The alternative to Grab and Uber are the regular metered taxis that, in general, have serious problems. Many of the taxis are poorly maintained, with malfunctioning air conditioning systems. Many also have dirty and smelly seats. Many taxi drivers are also often accused of being rude, refusing passengers, or demanding extra payment.
While there are exceptionally good services, on the whole, there is a general perception that many metered taxis are unreliable, unprofessional and could even pose a risk to the security of passengers.
All of these problems are products of the LTFRB’s failure to enforce strict industry standards on metered taxi companies. It is this failure that led many to seek safer and more convenient alternatives.
The services that Grab and Uber offer are what the metered taxis failed to provide – point-to point pick-up and delivery, well-maintained vehicles, polite drivers and built-in mechanisms that prevent price haggling and ensure passenger safety.
But beyond the convenience embodied in the technology lies the cultural compatibility of the network vehicle sharing arrangement with the need of the Filipino passenger for the familiar and the personal. A sense of the personal is enabled when the driver, already known to the waiting passenger, picks up the latter in a convenient place.
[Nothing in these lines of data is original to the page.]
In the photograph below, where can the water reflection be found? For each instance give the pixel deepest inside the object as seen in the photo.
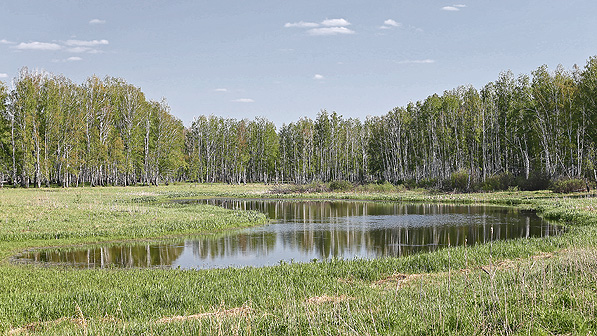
(307, 230)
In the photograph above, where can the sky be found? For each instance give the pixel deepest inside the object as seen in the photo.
(283, 59)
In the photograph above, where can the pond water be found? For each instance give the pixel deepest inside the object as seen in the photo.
(303, 231)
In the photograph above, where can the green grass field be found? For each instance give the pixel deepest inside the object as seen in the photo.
(532, 286)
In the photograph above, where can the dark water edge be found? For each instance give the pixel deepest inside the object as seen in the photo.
(316, 230)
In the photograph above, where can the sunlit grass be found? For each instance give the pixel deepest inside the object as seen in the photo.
(498, 288)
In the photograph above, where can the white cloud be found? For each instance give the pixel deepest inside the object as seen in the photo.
(81, 43)
(78, 49)
(390, 22)
(330, 31)
(97, 21)
(335, 23)
(425, 61)
(301, 24)
(38, 46)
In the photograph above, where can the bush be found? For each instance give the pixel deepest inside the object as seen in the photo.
(498, 182)
(459, 181)
(385, 187)
(536, 181)
(340, 186)
(569, 185)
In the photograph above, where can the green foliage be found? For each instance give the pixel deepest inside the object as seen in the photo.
(340, 186)
(525, 286)
(499, 182)
(459, 181)
(537, 181)
(569, 185)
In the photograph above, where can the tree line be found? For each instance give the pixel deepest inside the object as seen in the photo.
(517, 130)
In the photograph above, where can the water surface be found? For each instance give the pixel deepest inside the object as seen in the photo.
(303, 231)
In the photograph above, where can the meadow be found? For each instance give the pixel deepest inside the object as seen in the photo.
(524, 286)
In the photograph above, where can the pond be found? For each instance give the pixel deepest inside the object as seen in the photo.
(303, 231)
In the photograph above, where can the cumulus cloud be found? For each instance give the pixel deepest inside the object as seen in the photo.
(390, 22)
(97, 21)
(301, 24)
(38, 46)
(335, 23)
(425, 61)
(78, 49)
(330, 31)
(81, 43)
(453, 8)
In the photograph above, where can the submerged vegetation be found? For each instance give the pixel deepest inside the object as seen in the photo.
(524, 132)
(536, 286)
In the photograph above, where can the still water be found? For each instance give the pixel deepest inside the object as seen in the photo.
(302, 231)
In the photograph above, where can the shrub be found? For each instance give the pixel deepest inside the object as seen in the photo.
(536, 181)
(501, 181)
(459, 181)
(569, 185)
(385, 187)
(340, 186)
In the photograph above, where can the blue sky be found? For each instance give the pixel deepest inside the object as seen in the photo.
(287, 59)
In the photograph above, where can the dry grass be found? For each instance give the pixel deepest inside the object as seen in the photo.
(218, 314)
(316, 300)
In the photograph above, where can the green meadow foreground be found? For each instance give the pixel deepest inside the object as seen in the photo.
(525, 286)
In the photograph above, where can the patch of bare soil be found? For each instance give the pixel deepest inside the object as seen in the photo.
(239, 311)
(400, 280)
The application that enables the passenger to hail Grab and Uber is placed and launched using personal mobile phones which further embeds the transaction in a kind of interaction that has become familiar and ordinary.
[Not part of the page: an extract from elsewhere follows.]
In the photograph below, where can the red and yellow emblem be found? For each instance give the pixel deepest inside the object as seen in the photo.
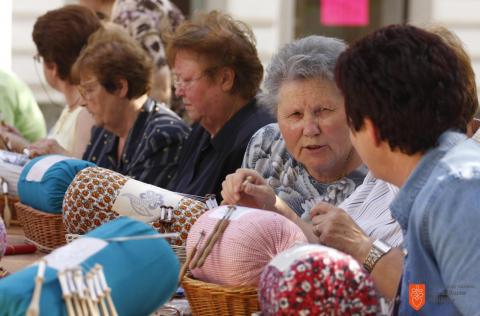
(416, 296)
Thus, the technology of Uber and Grab harnesses the familiar and the convenient readily available at the passenger’s fingertips. One need not go out into the streets to hail his or her ride. In Uber or Grab, knowing the face and name of the driver, and the make and color of the vehicle evoke a sense of familiarity that turns the ride as no longer just a physical movement from one point to another with a stranger, but as a social interaction with someone familiar and trustworthy. Uber and Grab are no longer just public conveyance services, but have become forms of community support.
This is the kind of experience which the LTFRB wants to assault.
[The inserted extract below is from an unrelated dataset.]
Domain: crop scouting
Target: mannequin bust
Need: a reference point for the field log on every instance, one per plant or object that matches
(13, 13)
The LTFRB cannot reasonably raise the issue of regulating for convenience and safety precisely because Uber and Grab are in fact the more convenient and safer alternatives.
Delgra and Lizada could not even deploy as a reason the congestion that Uber and Grab can cause, simply because their technologies provide structured incentives to seek the less congested route, and to move into traffic only when they have passengers. Added to these is the fact that Grab and Uber vehicles are not in fact additional cars on the road, but are replacement and substitutes for cars left at home by people who decide to take Grab and Uber.
The issue on the collection of taxes from Grab and Uber and their drivers can be easily addressed, considering that fare collections are even more easily tractable since these are enabled, computed and recorded by mobile applications. In fact, it is even easier for metered taxis to avoid the tax net considering that they are not electronically monitored by a central system unlike Grab and Uber vehicles.
The LTFRB, typical of regulatory bodies, exists in a world of bureaucratic inertia, where policies and laws crafted at an earlier time are forced to be applied to emergent and new social realities. Delgra and Lizada are just playing their roles of enforcing what could end up as archaic, if not totally incompatible, regulations.
All it takes is for the LTFRB, and for Delgra and Lizada, to be more imaginative and creative. They should move away from a regulatory framework that just constrains and imposes rules, to one that also harnesses new technologies that nurture and build on social connections and make the rules fit the needs of people.
If there is any challenge for the LTFRB, it should be to push the metered taxis to reinvent themselves and become like Uber and Grab.